Lelaki itu bernama Dedi Mulyadi. Pejabat publik yang kerap mencitrakan dirinya sebagai orang kampung itu melejit dan berdiri tinggi sepantaran dua kandidat lain, Ridwan Kamil dan Deddy Mizwar, menjelang Pilkada Jawa Barat 2018. Di antara ketiganya, Dedi Mulyadi barangkali sosok yang paling sering disalahpahami. Terlebih ketika politik identitas telah menjadi properti yang efektif dalam membakar psikologi massa, sekaligus sebagai instrumen politik.
Jauh sebelum konstelasi politik Jawa Barat memanas, sosok dan pemikiran Dedi Mulyadi memang sering menghiasi halaman muka media. Berbagai kebijakan maupun pernyataannya bak bola salju saat disorot media. Dedi memang tergolong berani saat berdiri kokoh di atas keyakinannya, termasuk saat berhadapan dengan pentolan FPI (Front Pembela Islam), Rizieq Shihab. Munculnya penentangan pencalonannya sebagai gubernur Jawa Barat oleh sebagian kelompok yang mengatasnamakan ulama, dengan tudingan kemusyrikan, merupakan gelombang lanjutan dari yang pernah menerpa Dedi Mulyadi sebelumnya. Bagi saya, kekhawatiran sebagian orang tentang Dedi Mulyadi merupakan sesuatu yang tidak masuk nalar. Siapa saja, termasuk Dedi Mulyadi, memiliki hak politik sebagaimana dilindungi konstitusi kita.

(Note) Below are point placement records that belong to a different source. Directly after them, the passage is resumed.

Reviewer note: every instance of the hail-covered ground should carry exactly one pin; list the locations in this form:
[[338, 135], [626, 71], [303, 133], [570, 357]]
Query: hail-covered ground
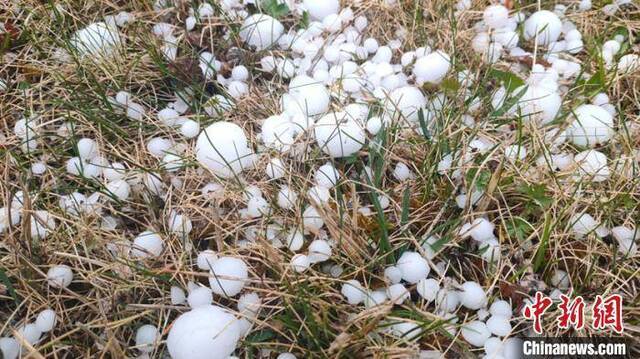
[[210, 179]]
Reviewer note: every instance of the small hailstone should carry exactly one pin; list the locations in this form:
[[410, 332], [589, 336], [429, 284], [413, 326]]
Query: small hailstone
[[560, 279], [495, 16], [473, 296], [59, 276], [261, 31], [158, 146], [30, 333], [432, 68], [190, 129], [147, 244], [228, 276], [177, 296], [353, 291], [475, 333], [413, 267], [592, 164], [38, 168], [499, 325], [428, 289], [319, 251], [397, 293], [87, 149], [628, 64], [147, 337], [311, 220], [393, 274], [300, 263], [402, 172], [206, 259], [203, 331], [9, 348], [223, 149], [119, 189], [275, 168], [200, 296], [327, 175], [46, 320], [286, 197], [592, 125], [502, 308], [294, 240], [543, 25]]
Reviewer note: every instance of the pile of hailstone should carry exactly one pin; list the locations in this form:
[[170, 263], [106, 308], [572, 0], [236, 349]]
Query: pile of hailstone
[[334, 73]]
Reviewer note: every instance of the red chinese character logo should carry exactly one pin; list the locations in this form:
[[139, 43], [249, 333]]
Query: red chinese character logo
[[536, 309], [572, 312], [608, 312]]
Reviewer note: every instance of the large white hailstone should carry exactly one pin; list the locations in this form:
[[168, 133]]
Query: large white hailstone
[[177, 296], [499, 325], [629, 63], [319, 251], [626, 238], [222, 148], [42, 223], [593, 125], [228, 276], [147, 244], [327, 175], [543, 25], [275, 168], [353, 291], [207, 332], [261, 31], [413, 267], [300, 263], [146, 338], [87, 149], [286, 197], [495, 16], [312, 220], [46, 320], [397, 293], [97, 39], [473, 296], [480, 230], [406, 102], [9, 347], [475, 333], [560, 279], [501, 307], [200, 296], [318, 10], [428, 289], [338, 135], [206, 259], [59, 276], [592, 164], [432, 68], [119, 189], [310, 96]]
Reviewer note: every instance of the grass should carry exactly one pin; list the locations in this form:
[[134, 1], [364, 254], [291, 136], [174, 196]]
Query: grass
[[111, 296]]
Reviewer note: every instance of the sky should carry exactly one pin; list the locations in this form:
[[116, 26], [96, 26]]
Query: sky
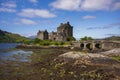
[[95, 18]]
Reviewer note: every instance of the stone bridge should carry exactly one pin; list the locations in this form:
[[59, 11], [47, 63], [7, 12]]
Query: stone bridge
[[96, 45]]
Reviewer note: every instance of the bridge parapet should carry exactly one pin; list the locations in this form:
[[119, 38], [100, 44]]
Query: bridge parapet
[[95, 45]]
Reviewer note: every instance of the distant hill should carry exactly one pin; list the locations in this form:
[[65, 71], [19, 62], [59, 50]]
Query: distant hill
[[32, 37], [114, 38], [11, 37]]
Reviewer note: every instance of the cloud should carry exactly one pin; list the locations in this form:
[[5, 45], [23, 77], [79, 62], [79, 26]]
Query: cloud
[[27, 22], [106, 27], [36, 13], [88, 17], [86, 5], [116, 6], [8, 7], [112, 26], [112, 34], [33, 1], [66, 4], [7, 10]]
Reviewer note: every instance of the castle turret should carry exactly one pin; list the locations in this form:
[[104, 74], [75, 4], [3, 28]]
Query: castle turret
[[43, 35]]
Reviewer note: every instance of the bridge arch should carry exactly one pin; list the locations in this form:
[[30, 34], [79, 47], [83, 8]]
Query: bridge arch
[[98, 45], [89, 46], [82, 45]]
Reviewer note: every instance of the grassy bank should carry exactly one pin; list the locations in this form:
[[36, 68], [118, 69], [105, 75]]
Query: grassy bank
[[44, 65]]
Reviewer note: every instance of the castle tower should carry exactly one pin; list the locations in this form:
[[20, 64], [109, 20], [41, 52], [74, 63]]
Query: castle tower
[[66, 30], [43, 35]]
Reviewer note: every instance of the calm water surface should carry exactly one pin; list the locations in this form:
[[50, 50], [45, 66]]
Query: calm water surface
[[7, 53]]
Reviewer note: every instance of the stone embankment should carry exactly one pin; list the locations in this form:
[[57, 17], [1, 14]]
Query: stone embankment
[[42, 47], [98, 58], [113, 52]]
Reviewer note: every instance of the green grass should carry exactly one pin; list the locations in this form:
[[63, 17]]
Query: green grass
[[117, 58]]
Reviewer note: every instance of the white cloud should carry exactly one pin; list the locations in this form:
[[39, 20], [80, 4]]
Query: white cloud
[[116, 6], [9, 5], [27, 22], [88, 17], [7, 10], [33, 1], [91, 5], [86, 5], [36, 13], [66, 4]]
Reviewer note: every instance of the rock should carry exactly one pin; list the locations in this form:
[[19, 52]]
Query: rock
[[113, 52], [78, 55]]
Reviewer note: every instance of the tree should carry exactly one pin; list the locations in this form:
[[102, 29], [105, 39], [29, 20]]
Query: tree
[[86, 38]]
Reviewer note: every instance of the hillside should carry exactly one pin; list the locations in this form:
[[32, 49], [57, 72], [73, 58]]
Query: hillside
[[114, 38], [11, 37]]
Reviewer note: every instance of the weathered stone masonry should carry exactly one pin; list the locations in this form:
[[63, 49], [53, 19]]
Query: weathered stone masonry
[[64, 31], [95, 45]]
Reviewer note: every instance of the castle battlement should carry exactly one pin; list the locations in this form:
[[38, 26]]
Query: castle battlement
[[64, 31]]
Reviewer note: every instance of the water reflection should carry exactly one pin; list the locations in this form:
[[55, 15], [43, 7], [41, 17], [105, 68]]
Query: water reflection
[[16, 55]]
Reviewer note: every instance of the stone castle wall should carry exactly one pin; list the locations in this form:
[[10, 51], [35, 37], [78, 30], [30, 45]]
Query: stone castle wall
[[63, 32]]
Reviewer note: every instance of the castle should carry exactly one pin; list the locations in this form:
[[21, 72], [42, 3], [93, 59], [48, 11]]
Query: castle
[[64, 31]]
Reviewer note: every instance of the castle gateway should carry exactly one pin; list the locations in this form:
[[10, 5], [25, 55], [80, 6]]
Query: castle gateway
[[64, 31]]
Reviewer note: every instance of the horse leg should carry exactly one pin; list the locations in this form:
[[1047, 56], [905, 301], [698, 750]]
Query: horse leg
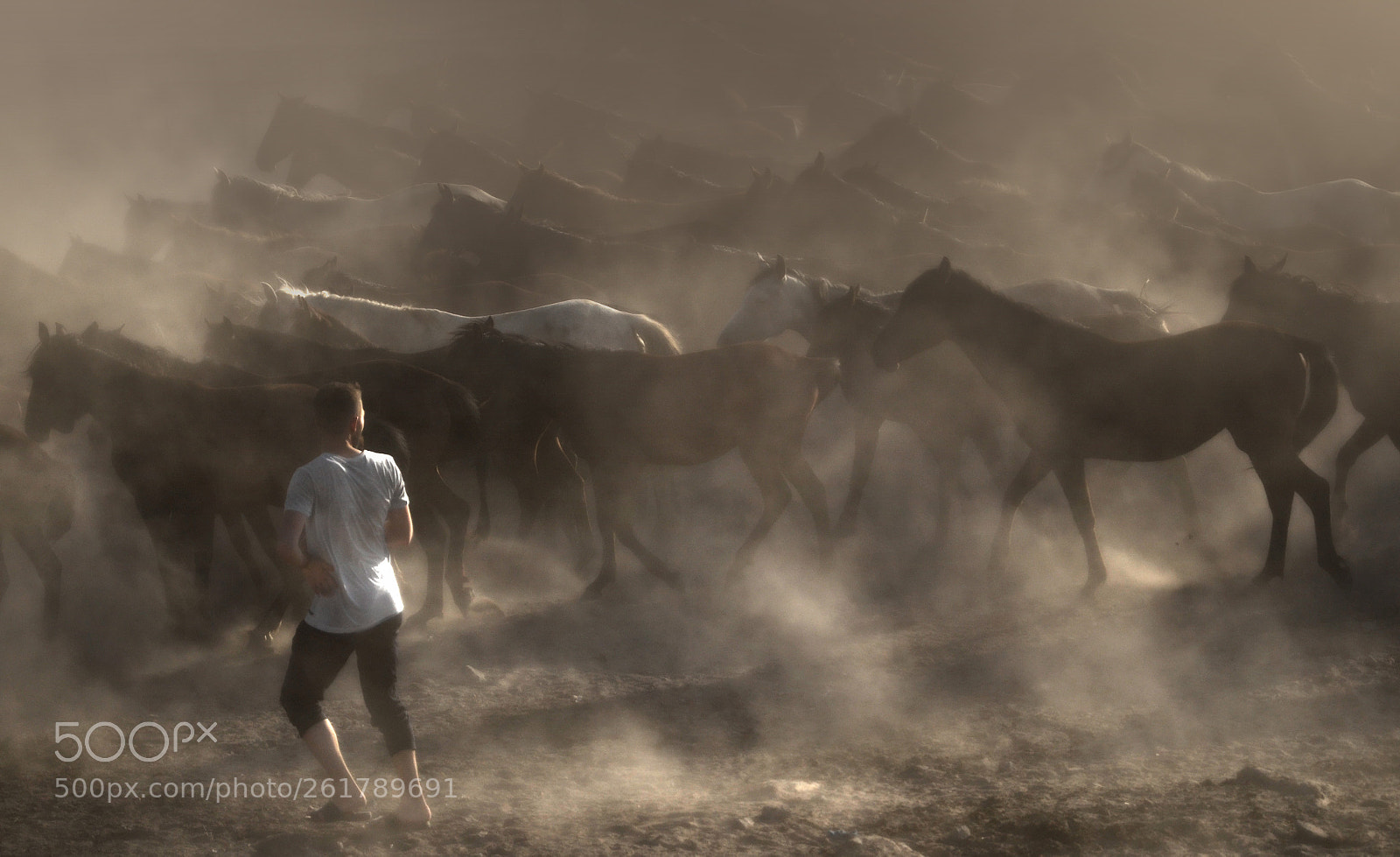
[[814, 497], [291, 591], [1368, 434], [51, 572], [867, 437], [606, 493], [1077, 492], [1026, 478], [1180, 479], [242, 546], [1315, 493], [767, 474]]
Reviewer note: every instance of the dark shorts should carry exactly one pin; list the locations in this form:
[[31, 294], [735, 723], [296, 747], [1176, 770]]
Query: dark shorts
[[318, 657]]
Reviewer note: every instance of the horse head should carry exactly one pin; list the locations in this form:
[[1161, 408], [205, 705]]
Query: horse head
[[917, 324], [60, 384]]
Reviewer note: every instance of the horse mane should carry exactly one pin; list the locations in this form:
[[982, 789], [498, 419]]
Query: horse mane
[[276, 191]]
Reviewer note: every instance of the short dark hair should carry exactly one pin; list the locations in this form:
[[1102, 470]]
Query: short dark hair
[[336, 405]]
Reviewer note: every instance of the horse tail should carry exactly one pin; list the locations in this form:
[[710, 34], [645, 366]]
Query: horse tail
[[826, 376], [655, 338], [1320, 402]]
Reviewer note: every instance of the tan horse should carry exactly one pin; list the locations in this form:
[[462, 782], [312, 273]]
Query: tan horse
[[620, 411], [1077, 395]]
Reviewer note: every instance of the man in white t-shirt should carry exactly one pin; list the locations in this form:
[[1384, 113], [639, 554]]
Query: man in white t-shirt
[[350, 504]]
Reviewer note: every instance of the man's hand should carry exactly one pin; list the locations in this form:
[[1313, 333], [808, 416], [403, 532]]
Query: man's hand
[[321, 576]]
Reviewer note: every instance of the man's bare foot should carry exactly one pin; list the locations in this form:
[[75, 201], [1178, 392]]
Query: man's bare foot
[[412, 812]]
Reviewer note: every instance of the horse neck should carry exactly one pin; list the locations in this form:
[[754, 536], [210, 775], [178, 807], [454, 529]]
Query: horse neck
[[1008, 342]]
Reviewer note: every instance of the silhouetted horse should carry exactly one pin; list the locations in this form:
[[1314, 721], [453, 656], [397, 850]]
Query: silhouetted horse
[[35, 509], [622, 412], [1075, 395], [525, 447], [186, 453], [364, 157], [1362, 335]]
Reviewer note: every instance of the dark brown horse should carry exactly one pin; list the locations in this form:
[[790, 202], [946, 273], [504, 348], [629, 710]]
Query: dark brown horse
[[186, 453], [622, 412], [1362, 332], [438, 420], [35, 509], [1077, 395], [524, 447]]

Dalam pandangan pribadi saya, kehadiran Dedi Mulyadi di panggung politik dengan corak pemikirannya, merupakan khazanah tersendiri bagi bangsa ini. Dedi Mulyadi berikut corak pemikirannya merupakan bagian dari kekayaan Indonesia yang tidak dimiliki bangsa-bangsa lainnya di dunia. Semestinya, kita menghargai cara pandang Dedi Mulyadi, seirama dengan bagaimana kita memandang Indonesia yang bhineka ini.

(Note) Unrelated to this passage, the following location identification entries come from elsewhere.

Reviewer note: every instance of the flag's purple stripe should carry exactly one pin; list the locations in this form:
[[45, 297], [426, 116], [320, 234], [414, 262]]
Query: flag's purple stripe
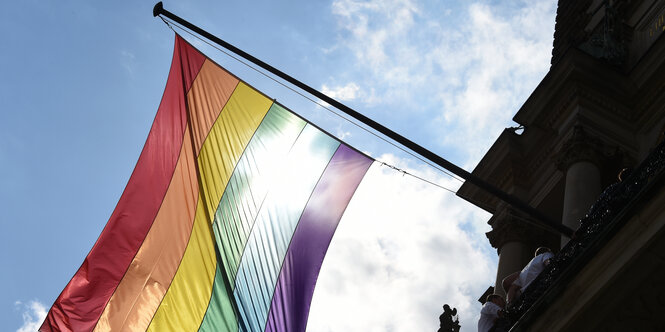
[[294, 289]]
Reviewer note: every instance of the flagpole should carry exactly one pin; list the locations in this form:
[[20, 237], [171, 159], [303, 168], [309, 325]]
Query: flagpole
[[510, 199]]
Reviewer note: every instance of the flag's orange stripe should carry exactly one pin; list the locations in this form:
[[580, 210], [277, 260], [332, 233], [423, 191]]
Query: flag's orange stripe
[[81, 303], [150, 273]]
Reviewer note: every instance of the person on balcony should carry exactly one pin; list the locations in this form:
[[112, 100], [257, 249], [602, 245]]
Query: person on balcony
[[491, 311], [515, 283]]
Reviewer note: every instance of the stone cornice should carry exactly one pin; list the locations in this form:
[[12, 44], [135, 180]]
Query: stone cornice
[[510, 226]]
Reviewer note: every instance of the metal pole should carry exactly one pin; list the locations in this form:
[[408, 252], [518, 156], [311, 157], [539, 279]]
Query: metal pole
[[510, 199]]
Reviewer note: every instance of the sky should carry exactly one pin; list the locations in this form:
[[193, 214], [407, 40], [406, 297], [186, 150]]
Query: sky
[[80, 83]]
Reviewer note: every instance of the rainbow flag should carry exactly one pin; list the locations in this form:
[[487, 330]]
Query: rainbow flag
[[225, 221]]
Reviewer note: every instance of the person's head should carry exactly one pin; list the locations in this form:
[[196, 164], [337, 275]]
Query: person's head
[[623, 174], [496, 299], [541, 251]]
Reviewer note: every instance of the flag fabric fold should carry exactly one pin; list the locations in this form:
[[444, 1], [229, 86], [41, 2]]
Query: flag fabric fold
[[225, 221]]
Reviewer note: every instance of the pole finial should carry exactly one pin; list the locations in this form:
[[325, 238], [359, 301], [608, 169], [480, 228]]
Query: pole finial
[[159, 7]]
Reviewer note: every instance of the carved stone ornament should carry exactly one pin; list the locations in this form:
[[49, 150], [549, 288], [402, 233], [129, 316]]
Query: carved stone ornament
[[510, 227], [580, 147]]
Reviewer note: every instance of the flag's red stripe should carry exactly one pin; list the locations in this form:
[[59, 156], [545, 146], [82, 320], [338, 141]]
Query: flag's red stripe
[[81, 302]]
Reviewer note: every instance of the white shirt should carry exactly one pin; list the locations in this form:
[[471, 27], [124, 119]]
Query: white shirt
[[488, 314], [532, 270]]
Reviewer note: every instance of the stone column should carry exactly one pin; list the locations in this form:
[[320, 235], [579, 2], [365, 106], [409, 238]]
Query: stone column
[[515, 242], [579, 160]]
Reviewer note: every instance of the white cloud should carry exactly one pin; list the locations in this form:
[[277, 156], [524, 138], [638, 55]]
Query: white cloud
[[402, 250], [34, 314], [344, 93], [469, 73]]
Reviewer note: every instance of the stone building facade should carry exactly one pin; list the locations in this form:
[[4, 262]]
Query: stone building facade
[[599, 109]]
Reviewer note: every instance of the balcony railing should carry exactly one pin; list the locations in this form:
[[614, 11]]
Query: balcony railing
[[607, 215]]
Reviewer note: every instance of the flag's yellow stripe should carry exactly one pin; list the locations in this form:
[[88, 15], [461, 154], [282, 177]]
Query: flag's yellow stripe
[[185, 303], [139, 293]]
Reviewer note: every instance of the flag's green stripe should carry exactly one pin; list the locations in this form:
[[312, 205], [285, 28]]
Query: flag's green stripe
[[275, 223], [240, 204]]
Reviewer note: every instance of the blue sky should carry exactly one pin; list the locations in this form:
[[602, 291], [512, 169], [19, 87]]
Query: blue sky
[[81, 82]]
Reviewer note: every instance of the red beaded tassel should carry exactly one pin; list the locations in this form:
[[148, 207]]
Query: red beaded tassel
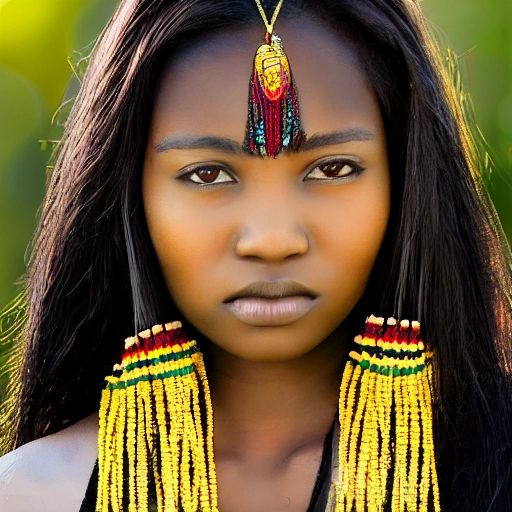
[[273, 120]]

Saya rasa, bagi siapa saja yang tebersit motivasi menghilangkan keragaman hanya karena ego sektoral, penting menilik cara pandang Dedi Mulyadi mengenai keragaman itu. Dalam buku Mengayuh Negeri dengan Cinta (Rosda Karya, 2009), Dedi Mulyadi menyebut bahwa keragaman merupakan sebuah potensi. Dia mengibaratkan keragaman itu dengan samara pawon. Dalam bahasa Indonesia, samara pawon artinya bumbu dapur, meski secara maknawi tidaklah serupa begitu. Samara pawon, menurut Dedi, memiliki arti yang melampaui deskripsi tentang sejumlah rempah yang menjadi bumbu masakan dapur.

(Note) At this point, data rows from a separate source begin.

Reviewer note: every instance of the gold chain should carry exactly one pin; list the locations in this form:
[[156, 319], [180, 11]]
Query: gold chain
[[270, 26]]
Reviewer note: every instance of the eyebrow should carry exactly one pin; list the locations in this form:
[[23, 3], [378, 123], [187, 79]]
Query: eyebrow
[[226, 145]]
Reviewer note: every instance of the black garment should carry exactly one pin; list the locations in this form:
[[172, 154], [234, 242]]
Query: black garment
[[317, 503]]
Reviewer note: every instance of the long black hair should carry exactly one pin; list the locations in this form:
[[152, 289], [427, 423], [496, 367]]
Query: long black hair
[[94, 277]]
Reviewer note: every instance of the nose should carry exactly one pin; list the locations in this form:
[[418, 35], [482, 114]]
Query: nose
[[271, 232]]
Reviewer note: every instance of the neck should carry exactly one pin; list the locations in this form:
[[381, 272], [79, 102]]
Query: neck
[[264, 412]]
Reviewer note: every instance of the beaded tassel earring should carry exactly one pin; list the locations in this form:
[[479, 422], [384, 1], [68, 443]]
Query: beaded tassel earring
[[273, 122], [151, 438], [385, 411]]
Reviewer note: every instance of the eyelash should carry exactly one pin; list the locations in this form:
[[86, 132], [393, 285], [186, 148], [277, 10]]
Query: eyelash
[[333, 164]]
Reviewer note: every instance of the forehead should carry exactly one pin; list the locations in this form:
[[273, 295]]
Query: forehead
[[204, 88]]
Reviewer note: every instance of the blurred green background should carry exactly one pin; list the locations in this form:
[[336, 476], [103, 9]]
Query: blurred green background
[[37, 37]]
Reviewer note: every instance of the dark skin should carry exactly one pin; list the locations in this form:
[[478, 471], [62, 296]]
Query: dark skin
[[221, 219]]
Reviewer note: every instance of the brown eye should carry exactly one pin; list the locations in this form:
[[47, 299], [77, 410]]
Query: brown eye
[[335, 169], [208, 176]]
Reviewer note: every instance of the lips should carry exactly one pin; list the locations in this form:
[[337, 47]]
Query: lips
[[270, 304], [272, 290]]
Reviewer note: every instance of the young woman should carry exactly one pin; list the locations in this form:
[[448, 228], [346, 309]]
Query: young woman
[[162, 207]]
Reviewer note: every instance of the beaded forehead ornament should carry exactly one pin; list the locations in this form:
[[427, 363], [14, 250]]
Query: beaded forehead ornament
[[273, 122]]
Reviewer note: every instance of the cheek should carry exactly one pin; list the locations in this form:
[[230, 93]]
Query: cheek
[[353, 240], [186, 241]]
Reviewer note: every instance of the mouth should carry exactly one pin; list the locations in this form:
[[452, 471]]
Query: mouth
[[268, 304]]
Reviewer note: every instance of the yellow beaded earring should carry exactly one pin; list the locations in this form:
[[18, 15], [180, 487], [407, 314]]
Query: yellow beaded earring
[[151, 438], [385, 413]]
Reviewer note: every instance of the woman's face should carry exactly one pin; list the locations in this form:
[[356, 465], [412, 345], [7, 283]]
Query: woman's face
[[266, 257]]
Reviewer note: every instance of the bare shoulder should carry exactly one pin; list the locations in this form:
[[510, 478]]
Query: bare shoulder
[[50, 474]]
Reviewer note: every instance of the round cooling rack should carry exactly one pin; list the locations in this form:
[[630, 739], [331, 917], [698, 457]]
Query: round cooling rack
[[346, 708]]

Kata samara merupakan gabungan dari kata “sa-” dan “-mara”. Kata “sa-” dalam bahasa Sunda mencerminkan kesatuan. “Sa-” itu mulanya banyak, kemudian diramu menjadi satu. Kalimat yang dihasilkan dari awalan “sa-” adalah cermin kata yang dibangun dari berbagai nilai. Contohnya: sareundeuk, saigeul, sabobot, sapihaneun—ketiganya bermakna satu kesatuan.
Samara merupakan satu keanekaragaman yang dijadikan satu. Samara terdiri atas sejumlah buah-buahan, sayuran atau rempah-rempah yang disatukan. Pada awalnya terpisah-pisah dengan rasanya masing-masing, lalu dengan campur tangan kreativitas manusia keberbedaan itu menjadi satu dalam rasanya yang baru. Menariknya lagi adalah rasa baru itu tidak menghilangkan kekhasan dari masing-masing penyusunnya. Bayangkanlah samara dalam bentuk sambal. Walau telah menjelma bentuk dan rasa baru, yakni sambal, tetap saja terasa pedasnya cabai, legitnya terasi, asinnya garam. Semuanya menyatu, namun tidak menghilang dalam kesatuan.
Dengan kata lain, samara pawon yang dituangkan Dedi Mulyadi adalah istilah lain bagi kiblat kita dalam bernegara, yakni Bhineka Tunggal Ika. Jadi, beragamnya pemikiran setiap individu adalah berkah sepanjang bertujuan merawat semangat kebangsaan. Dan semangat kebangsaan itu hanya akan menjadi utopis ketika semangat toleransi tidak menjadi imamnya.
Menjadi manusia seunik Dedi Mulyadi, menurut saya, memang layak disalahpahami. Putra terbaik Indonesia seperti Gus Dur atau Cak Nur pun kerap disalahpahami. Lantas apakah sedemikian buruknya disalahpahami? Karena untuk menjadi agung, tutur pemikir Amerika Ralph Waldo Emerson, adalah untuk disalahpahami.